Without Hudi or an equivalent open-source data lake table format such as Apache Iceberg or Databrick’s Delta Lake, most data lakes are just of bunch of unmanaged flat files. Amazon S3 cannot natively maintain the latest view of the data, to the surprise of many who are more familiar with OLTP-style databases or OLAP-style data warehouses.

DeltaStreamer

DeltaStreamer, aka the HoodieDeltaStreamer utility (part of the hudi-utilities-bundle), used in steps 7–10 of the workflow, provides the way to perform streaming ingestion of data from different sources such as Distributed File System (DFS) and Apache Kafka.

Optionally, HoodieMultiTableDeltaStreamer, a wrapper on top of HoodieDeltaStreamer, ingests multiple tables in a single Spark job, into Hudi datasets. Currently, it only supports sequential processing of tables to be ingested and Copy on Write table type.

We are using HoodieDeltaStreamer to write to both Merge on Read (MoR) and Copy on Write (CoW) table types for demonstration purposes only. The MoR table type is a superset of the CoW table type, which stores data using a combination of columnar-based (e.g., Apache Parquet) plus row-based (e.g., Apache Avro) file formats. Updates are logged to delta files and later compacted to produce new versions of columnar files synchronously or asynchronously. Again, the choice of table types depends on your requirements.

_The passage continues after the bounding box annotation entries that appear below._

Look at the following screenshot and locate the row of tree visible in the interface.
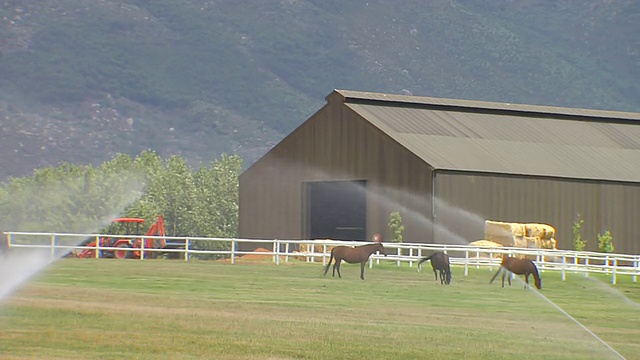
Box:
[0,151,242,243]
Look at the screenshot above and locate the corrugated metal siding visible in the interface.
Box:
[346,104,640,182]
[435,173,640,254]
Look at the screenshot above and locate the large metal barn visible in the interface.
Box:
[239,90,640,254]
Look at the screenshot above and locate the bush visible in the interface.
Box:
[573,215,587,251]
[598,230,614,253]
[389,210,404,243]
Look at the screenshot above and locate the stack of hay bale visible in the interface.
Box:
[484,220,556,250]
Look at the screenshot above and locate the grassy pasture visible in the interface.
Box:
[0,259,640,360]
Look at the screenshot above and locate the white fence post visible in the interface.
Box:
[95,236,100,259]
[51,234,56,259]
[464,249,469,277]
[231,240,237,265]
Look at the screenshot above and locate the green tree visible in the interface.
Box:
[572,214,587,251]
[389,210,404,243]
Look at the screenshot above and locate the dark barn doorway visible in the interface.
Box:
[306,180,367,241]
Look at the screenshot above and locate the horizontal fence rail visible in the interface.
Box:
[5,232,640,284]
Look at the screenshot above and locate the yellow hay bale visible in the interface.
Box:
[485,220,556,249]
[525,224,556,239]
[484,220,525,246]
[469,240,502,247]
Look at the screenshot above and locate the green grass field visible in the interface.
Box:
[0,259,640,360]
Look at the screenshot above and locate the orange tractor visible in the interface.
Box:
[77,215,167,259]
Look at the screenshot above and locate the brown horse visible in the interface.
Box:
[418,251,451,285]
[324,242,387,280]
[489,256,542,289]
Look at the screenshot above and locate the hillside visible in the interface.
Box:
[0,0,640,181]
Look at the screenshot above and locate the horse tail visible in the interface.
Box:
[324,248,335,276]
[418,254,433,272]
[489,265,502,284]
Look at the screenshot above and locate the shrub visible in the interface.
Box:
[389,210,404,243]
[573,215,587,251]
[598,230,613,253]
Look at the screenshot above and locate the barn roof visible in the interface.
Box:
[327,90,640,182]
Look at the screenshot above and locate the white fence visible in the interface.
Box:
[5,232,640,284]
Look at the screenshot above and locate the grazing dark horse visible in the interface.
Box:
[324,242,387,280]
[489,256,542,289]
[418,251,451,285]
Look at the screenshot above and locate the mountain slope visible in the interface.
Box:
[0,0,640,179]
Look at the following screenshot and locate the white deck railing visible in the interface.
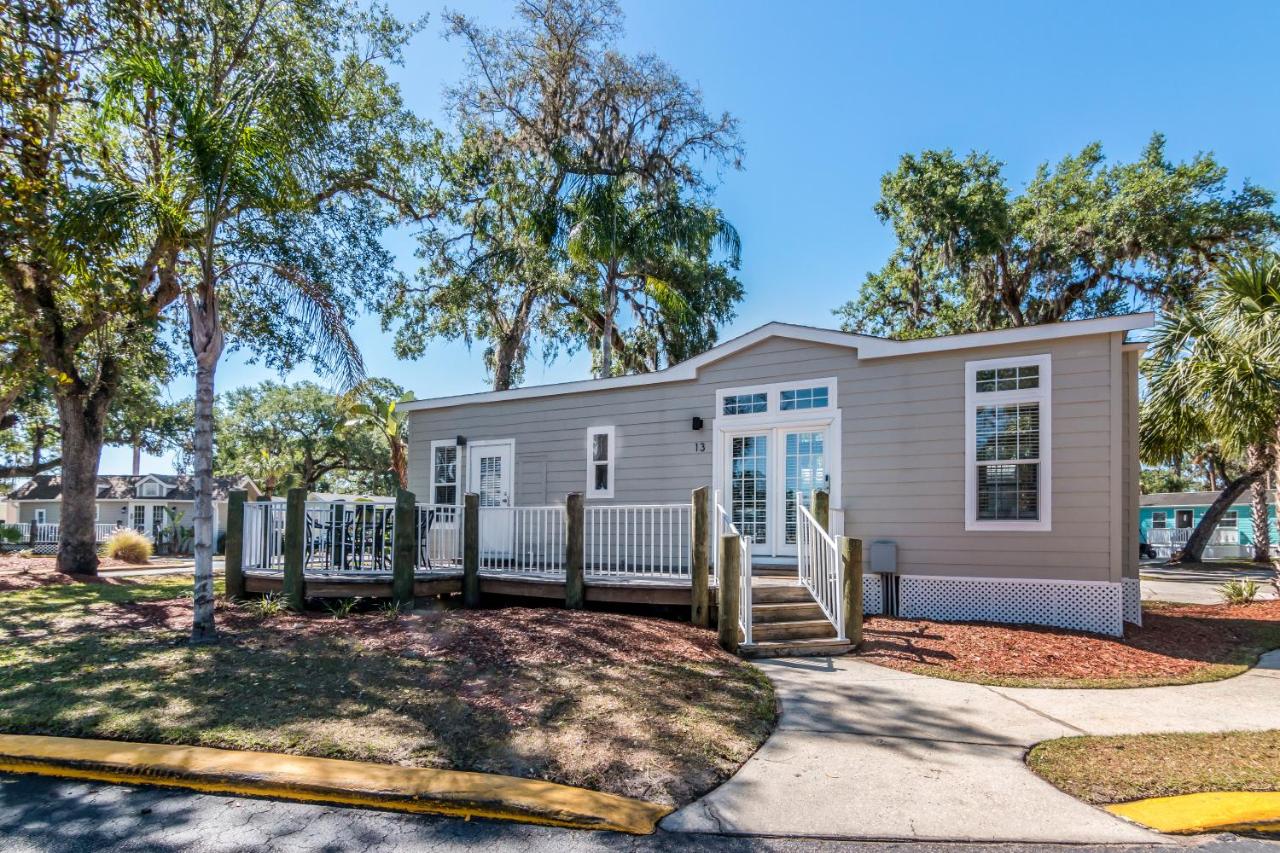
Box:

Trade-offs between Hudi table types (table courtesy Apache Hudi documentation)
Trade-offs between Hudi table types (table courtesy Apache Hudi documentation)

Amazon EMR

For this demonstration, I’ve used the recently released Amazon EMR version 6.5.0 configured with Apache Spark 3.1.2 and Apache Hive 3.1.2. EMR 6.5.0 runs Scala version 2.12.10, Python 3.7.10, and OpenJDK Corretto-8.312. I have included the AWS CloudFormation template and parameters file used to create the EMR cluster, on GitHub.

When choosing Apache Spark, Apache Hive, or Presto on EMR 6.5.0, Apache Hudi release 0.9.0 is automatically installed.

Amazon EMR Master Node showing Apache Hudi related resources

DeltaStreamer Configuration

Below, we see the DeltaStreamer properties file, deltastreamer_artists_apicurio_mor.properties. This properties file is referenced by the Spark job that runs DeltaStreamer, shown next. The file contains properties related to the datasource, the data sink, and Apache Hive. The source of the data for DeltaStreamer is the CDC data written to Amazon S3. In this case, the datasource is the objects located in the /topics/moma.public.artworks/partition=0/ S3 object prefix. The data sink is a Hudi MoR table type in Amazon S3. DeltaStreamer will write Parquet data, partitioned by the artist’s nationality, to the /moma_mor/artists/ S3 object prefix. Lastly, DeltaStreamer will sync all tables and table partitions to Apache Hive, including creating the Hive databases and tables if they do not already exist.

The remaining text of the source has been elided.